I wondered, and wandered, with the wind and the raindrop — steering their path, hopping neatly from one to the other. Dancing on the back of thunder. It took more concentration than was conducive to sneaking off to sleep, so I let go of the notion. Or at least I tried to, but instead I found myself grabbing my iPad as I began to struggle with these thoughts on transcendence — a process which has now driven sleep completely off the radar. Anyhow, here goes. 

It occurs to me that transcendence is not really transcendence — it is convergence. We can miss this realization as we control our breathing and seek to be transported to "somewhere else" by the quavering note of the native flute, twinkling chimes, a gentle piano glissando. But transcendence does not act upon the "where" of existence, rather we transcend the "how" of existence, the experience, and that transcendence in turn renders the "where" unimportant. What I mean is that which is "transcended" in a transcendent moment are perceptual barriers.
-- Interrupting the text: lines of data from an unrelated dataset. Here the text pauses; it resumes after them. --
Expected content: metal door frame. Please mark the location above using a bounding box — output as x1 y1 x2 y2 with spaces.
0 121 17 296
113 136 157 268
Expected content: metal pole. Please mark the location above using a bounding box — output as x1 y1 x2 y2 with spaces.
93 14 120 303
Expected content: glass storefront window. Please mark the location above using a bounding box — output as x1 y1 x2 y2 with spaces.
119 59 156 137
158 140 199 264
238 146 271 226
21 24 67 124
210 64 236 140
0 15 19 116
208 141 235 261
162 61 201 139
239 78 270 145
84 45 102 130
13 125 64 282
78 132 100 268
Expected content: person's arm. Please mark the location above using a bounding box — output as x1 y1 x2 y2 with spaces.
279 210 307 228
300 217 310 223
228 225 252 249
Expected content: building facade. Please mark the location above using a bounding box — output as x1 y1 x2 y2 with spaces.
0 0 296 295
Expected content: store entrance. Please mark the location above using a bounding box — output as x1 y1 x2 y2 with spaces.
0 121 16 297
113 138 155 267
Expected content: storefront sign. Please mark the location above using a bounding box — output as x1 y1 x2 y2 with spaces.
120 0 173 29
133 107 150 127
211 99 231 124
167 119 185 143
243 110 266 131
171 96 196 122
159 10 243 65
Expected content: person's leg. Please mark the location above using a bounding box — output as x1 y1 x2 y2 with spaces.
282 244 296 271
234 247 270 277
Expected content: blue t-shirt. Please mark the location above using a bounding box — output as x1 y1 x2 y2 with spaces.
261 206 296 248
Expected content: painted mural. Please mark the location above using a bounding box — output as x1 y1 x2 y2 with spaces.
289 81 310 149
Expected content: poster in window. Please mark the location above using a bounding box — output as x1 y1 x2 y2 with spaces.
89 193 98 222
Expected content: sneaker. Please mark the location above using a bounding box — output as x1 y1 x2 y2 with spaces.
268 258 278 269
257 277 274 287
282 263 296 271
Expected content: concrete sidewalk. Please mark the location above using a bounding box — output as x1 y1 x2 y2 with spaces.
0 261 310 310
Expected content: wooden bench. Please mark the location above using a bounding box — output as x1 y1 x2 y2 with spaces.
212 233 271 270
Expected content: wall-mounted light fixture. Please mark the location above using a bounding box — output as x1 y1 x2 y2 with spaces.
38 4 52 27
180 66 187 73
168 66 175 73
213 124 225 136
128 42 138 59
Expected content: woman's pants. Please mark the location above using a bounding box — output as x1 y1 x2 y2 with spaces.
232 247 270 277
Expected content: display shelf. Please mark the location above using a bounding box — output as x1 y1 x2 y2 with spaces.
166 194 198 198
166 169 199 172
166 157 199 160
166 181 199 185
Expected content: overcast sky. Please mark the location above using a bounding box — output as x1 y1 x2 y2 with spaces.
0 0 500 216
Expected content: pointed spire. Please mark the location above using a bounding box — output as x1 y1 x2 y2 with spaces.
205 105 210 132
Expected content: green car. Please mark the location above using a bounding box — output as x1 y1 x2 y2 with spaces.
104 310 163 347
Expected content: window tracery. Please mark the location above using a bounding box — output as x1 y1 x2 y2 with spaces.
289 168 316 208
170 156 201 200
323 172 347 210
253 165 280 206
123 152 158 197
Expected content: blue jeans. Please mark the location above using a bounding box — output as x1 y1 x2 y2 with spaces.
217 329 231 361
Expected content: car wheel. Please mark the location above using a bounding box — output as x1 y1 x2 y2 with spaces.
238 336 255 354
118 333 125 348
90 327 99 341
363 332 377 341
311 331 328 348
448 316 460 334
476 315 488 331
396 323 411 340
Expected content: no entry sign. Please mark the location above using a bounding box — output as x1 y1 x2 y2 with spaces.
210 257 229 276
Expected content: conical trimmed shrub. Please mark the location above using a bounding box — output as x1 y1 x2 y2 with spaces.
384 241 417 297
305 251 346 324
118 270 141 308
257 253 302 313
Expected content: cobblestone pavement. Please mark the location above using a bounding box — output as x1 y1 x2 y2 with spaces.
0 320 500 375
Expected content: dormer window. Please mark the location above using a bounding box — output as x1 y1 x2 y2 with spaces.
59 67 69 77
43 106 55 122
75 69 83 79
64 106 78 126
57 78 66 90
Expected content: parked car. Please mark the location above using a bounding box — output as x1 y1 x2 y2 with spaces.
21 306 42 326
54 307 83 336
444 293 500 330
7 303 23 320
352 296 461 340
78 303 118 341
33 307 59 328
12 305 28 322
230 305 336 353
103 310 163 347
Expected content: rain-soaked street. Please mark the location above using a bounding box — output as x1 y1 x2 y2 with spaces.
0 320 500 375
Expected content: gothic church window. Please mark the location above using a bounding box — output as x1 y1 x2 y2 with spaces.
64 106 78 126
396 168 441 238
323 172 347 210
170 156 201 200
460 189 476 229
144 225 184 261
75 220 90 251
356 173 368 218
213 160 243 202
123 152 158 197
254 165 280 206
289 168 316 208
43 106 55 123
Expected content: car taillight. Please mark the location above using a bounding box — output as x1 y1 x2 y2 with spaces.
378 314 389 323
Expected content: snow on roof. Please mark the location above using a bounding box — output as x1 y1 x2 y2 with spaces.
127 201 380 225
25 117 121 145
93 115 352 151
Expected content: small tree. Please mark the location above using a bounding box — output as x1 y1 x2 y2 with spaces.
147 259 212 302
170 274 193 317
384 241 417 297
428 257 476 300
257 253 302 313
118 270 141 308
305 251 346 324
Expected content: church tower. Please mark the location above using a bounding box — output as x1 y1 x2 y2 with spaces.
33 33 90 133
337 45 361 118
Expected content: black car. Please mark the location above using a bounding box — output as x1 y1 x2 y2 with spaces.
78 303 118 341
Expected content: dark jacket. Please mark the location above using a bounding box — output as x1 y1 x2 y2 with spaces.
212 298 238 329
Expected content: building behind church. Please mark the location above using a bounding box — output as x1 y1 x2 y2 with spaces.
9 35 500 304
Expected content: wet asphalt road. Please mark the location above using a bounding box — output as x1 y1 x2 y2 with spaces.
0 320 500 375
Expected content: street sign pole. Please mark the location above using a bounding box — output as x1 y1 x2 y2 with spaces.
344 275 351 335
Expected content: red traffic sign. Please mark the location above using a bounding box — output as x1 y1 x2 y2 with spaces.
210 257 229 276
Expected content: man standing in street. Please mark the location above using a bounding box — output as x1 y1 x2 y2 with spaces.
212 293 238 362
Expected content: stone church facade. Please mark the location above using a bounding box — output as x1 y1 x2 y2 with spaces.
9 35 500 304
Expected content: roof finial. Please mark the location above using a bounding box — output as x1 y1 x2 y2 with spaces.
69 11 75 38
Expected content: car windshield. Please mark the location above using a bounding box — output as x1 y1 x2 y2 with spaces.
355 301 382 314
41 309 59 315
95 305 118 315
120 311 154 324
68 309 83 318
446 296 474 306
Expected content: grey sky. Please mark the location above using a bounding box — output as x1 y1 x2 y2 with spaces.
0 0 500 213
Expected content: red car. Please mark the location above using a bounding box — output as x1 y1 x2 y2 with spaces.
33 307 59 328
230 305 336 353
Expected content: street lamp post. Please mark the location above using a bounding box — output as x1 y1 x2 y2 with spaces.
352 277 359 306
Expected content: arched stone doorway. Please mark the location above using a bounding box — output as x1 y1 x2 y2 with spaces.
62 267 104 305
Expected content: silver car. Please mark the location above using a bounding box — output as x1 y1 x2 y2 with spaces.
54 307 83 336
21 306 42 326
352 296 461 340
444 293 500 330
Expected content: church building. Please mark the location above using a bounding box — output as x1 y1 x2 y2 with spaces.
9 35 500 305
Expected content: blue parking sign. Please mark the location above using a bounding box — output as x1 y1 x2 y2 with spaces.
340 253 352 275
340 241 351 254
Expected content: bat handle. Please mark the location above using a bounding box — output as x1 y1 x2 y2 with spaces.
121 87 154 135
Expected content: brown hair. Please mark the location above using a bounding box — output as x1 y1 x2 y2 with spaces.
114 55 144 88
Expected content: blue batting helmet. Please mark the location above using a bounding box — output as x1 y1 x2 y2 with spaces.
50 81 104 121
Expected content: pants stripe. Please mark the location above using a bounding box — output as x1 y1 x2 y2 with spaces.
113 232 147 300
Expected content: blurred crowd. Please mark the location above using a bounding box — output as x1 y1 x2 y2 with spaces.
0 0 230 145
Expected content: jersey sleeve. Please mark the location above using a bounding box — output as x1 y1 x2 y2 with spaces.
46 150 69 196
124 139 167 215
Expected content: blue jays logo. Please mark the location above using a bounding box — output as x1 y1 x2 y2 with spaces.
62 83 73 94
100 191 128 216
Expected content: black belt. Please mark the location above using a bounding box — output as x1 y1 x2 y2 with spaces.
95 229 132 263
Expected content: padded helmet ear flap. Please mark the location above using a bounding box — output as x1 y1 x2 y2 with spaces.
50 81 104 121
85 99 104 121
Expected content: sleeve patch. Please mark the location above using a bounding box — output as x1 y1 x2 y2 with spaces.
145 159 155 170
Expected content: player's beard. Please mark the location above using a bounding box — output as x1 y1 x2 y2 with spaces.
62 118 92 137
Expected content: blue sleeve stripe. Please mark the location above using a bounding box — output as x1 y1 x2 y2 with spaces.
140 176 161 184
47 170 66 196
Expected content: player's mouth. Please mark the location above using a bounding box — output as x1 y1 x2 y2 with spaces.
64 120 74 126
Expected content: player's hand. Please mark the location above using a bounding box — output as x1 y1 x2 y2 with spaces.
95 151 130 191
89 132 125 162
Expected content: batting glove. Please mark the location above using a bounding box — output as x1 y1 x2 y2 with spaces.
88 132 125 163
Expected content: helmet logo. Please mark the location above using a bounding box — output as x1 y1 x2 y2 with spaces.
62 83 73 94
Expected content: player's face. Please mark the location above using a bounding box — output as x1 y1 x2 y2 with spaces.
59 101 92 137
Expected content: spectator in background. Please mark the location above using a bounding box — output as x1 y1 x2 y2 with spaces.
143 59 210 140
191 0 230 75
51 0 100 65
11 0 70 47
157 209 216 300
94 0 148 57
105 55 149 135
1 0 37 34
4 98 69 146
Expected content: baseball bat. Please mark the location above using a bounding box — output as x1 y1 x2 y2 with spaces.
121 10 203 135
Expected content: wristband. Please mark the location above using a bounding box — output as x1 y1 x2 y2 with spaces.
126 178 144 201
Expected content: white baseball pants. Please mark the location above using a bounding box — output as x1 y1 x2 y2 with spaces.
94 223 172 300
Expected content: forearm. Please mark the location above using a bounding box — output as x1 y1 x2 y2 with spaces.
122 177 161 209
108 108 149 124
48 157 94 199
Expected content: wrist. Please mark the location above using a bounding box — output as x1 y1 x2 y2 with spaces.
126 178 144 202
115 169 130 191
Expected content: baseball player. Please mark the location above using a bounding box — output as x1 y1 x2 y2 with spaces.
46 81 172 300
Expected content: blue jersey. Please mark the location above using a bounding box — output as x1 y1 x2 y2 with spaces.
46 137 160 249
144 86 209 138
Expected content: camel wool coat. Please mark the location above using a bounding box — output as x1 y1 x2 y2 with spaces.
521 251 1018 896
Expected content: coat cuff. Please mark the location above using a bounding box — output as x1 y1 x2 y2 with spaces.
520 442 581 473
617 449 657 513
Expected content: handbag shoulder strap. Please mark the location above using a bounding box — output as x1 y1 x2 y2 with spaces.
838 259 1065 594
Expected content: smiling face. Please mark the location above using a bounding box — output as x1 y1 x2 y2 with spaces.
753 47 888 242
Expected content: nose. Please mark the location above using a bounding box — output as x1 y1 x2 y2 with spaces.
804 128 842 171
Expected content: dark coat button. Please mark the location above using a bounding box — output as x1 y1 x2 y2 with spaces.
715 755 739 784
Rather than sensing existence in a specific way, we merge with "that which is sensed," experiencing "existence from that entity’s perspective." We ride the raindrop, crest with wave and wind. But here too words do not quite suffice, as they imply a duality where none exists. Rather our consciousness magically merges with that which we formerly merely observed. We no longer need to understand the entity or phenomenon, because we become the entity or phenomenon. I know how "new age" that sounds, but it is probably quite old school.

In this way great art, science, philosophy are "reports" from these magical moments of transcendent convergence. Beethoven's Ode to Joy, Michaelangelo's David, Einstein's, e=mc2, Hawking's observations on the nature of black holes and the universe, Asher Brown Durant's The Catskills — create your own list of examples of perfection: all are reports from magical moments of transcendent convergence. These "reporters" use the palette of their particular genius to report the perceptual insights gleaned from their moments of magical transcendent convergence.

They can write, paint, score, these works of art and science not because they imagined them, but because one, or a series of, moments of magical transcendent convergence allowed them, by escaping the barriers of normal perception and experience, to actually become one with those phenomena, experiences they later transcribed or “recreated” for us. 

This assertion fits with an earlier Distilled Harmony notion that an artwork shares an essential/elemental chord with that which the work depicts, and with the artist who creates the work. Such agreement is imperative in these explorations of existence and the universe.

Distilled Harmony is a conjectural explanation/exploration of the nature of existence. Since it deals with the purported impact of the interaction of strings, it must build along lines of conjecture, not direct observation, since its objects of concern — strings — are, by many orders of magnitude, too small to be observed. Furthermore, as I do not bring the palettes of math or physics to this exploration, I find myself immersed in the consideration of, and perhaps constrained by, a conjectural world that shares, at first blush, more with art and poetry and music than with the hard sciences. I do not see that as detrimental.

The hard sciences themselves have a rich history of being driven by hypotheses deeply informed by the poetic. What could be more poetic than Einstein's exhortation to imagine yourself riding on a beam of light? Magical transcendent convergence simply nudges the notion a bit: imagine you are the beam of light. 

Given our current inability to measure the interactions of strings, the sole constrictions on Distilled Harmony are a simple rule against self-contradiction, and for the description of universal, sentient Harmony. The idea of magical transcendent convergence passes both those tests and hence seems worthy of further consideration.